CHAPITRE II. LE JEUNE NOUS PLACE ENTRE LES HOMMES CHARNELS ET LES ANGES.
2. Il y a donc, mes frères, une nourriture terrestre qui relève la faiblesse de la chair, et une nourriture céleste qui satisfait à la piété de l'esprit; du reste chacune de ces deux nourritures a sa vie propre : la vie de la première c'est la vie des hommes; la vie de la seconde c'est la vie des anges. Mais il est entre les hommes charnels et les anges une sorte d'intermédiaire où se trouvent les hommes fidèles, déjà séparés de coeur de la foule des infidèles, tendant vers Dieu, prêtant l'oreille à cette parole: Le coeur en haut, portant en eux-mêmes une autre espérance, et sachant qu'ils ne sont en ce monde que pour y accomplir un pèlerinage. On ne saurait assurément leur comparer tous ces hommes pour qui il n'y a d'autre bien que de jouir de toutes les délices terrestres; mais on ne peut pas non plus les assimiler à ces esprits bienheureux du ciel qui ne trouvent de délices que dans le pain qui les a créés. Ces hommes courbés vers la terre, demandant à la chair toutes les satisfactions et toutes les joies, ne sauraient être comparés qu'aux animaux et laissent entre eux et les anges une distance presque infinie par leur condition et par leurs moeurs; par leur condition puisqu'ils sont mortels; par leurs moeurs puisqu'ils s'abandonnent à toute la dégradation des sens. Or, entre ce peuple du ciel et ce peuple de la terre, l'Apôtre tenait pour ainsi parler le milieu; de plus en plus il tendait vers le ciel; de plus en plus il se détachait de la terre. Pourtant il n'était point encore du ciel, car il avouait qu'il n'était pas encore parfait; il n'était pas non plus du nombre de ces hommes paresseux, engourdis, énervés, endormis, croyant qu'il n'y a rien autre chose que ce qu'ils voient, que ce qui passe ; que tout pour eux consiste à naître et à mourir. Si l'Apôtre eût été du nombre de ces hommes, aurait-il pu dire : « Je tends vers la palme de la céleste vocation? »

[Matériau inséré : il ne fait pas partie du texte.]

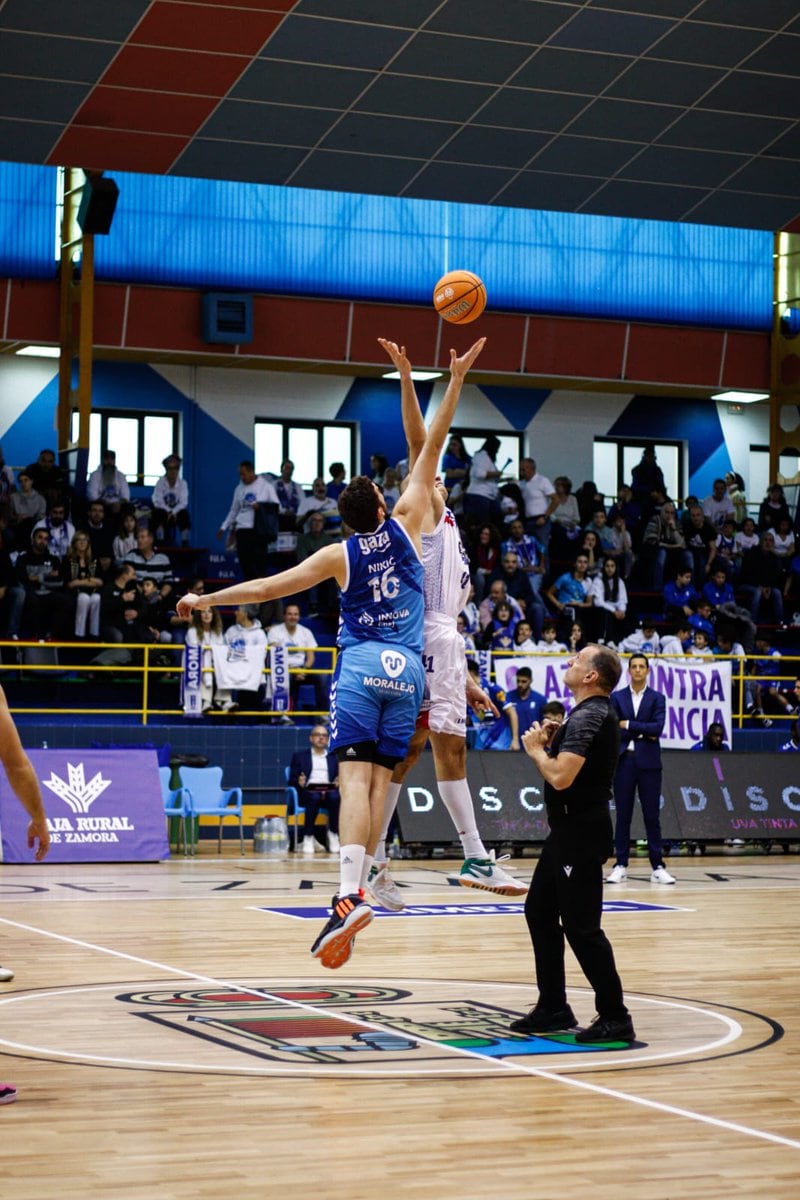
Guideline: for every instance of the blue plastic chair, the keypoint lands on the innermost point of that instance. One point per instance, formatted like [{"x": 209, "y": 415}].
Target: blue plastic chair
[
  {"x": 176, "y": 804},
  {"x": 208, "y": 797}
]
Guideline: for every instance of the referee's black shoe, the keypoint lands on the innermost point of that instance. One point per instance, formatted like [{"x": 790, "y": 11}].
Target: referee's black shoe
[
  {"x": 545, "y": 1020},
  {"x": 607, "y": 1029}
]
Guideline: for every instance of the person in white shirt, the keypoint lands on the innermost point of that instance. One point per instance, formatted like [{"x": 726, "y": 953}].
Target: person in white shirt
[
  {"x": 301, "y": 643},
  {"x": 540, "y": 499},
  {"x": 108, "y": 484},
  {"x": 251, "y": 492},
  {"x": 170, "y": 502}
]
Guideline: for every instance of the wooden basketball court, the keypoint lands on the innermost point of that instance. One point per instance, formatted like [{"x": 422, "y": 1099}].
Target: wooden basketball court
[{"x": 172, "y": 1037}]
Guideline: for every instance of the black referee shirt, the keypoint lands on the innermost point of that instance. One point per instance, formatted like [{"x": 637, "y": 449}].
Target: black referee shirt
[{"x": 581, "y": 826}]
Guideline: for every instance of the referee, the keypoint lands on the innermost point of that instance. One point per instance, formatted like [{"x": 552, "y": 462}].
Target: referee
[{"x": 577, "y": 762}]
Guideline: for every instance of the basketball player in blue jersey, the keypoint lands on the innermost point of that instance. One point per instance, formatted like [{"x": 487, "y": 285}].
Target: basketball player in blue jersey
[
  {"x": 378, "y": 683},
  {"x": 446, "y": 682}
]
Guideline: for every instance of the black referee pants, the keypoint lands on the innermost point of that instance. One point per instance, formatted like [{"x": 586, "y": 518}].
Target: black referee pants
[{"x": 566, "y": 903}]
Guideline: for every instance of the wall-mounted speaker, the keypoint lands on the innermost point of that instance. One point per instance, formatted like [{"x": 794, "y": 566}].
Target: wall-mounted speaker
[
  {"x": 97, "y": 204},
  {"x": 227, "y": 317}
]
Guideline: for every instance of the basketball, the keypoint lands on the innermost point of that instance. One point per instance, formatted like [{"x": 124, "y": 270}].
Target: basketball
[{"x": 459, "y": 297}]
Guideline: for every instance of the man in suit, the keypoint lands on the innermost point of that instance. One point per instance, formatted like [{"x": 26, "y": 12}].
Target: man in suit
[
  {"x": 314, "y": 773},
  {"x": 642, "y": 713}
]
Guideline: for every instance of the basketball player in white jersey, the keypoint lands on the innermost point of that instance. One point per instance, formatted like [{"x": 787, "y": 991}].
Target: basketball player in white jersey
[{"x": 441, "y": 718}]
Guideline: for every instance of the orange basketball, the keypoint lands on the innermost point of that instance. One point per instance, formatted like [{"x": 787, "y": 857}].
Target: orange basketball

Le jeûne doit donc entrer dans la direction à imprimer à notre vie. Les anges,.je l'ai dit, sont par nature étrangers à cette obligation ; les hommes qui se font les esclaves de leur chair ne s'en occupent pas davantage; il en est autrement pour nous, qui vivons en dehors de tout contact avec les infidèles et qui aspirons ardemment à nous réunir aux anges. Cette union n'existe pas encore, mais nous y tendons; nous ne partageons pas encore leur joie, mais nous l'appelons de nos désirs. Mais enfin, à quoi nous sert-il donc de nous abstenir un peu de la nourriture et des joies de la chair? La chair tend vers la terre; l'esprit tend à s'élever, il est entraîné par l'amour mais retardé par le poids du corps. De là cette parole de l'Ecriture : « Le corps qui se corrompt appesantit l'âme, et cette enveloppe terrestre que nous habitons incline vers la terre l'intelligence et le flot de ses pensées1 ». Si donc la chair devient un poids pour l'âme par cela même qu'elle tend vers la terre, si elle est un fardeau qui ralentit le vol de l'esprit vers les sphères supérieures, plus un homme trouve ses délices dans la vie supérieure, plus il travaille à se débarrasser du fardeau terrestre qui l'accable. Voilà ce que nous faisons quand nous nous livrons au jeûne.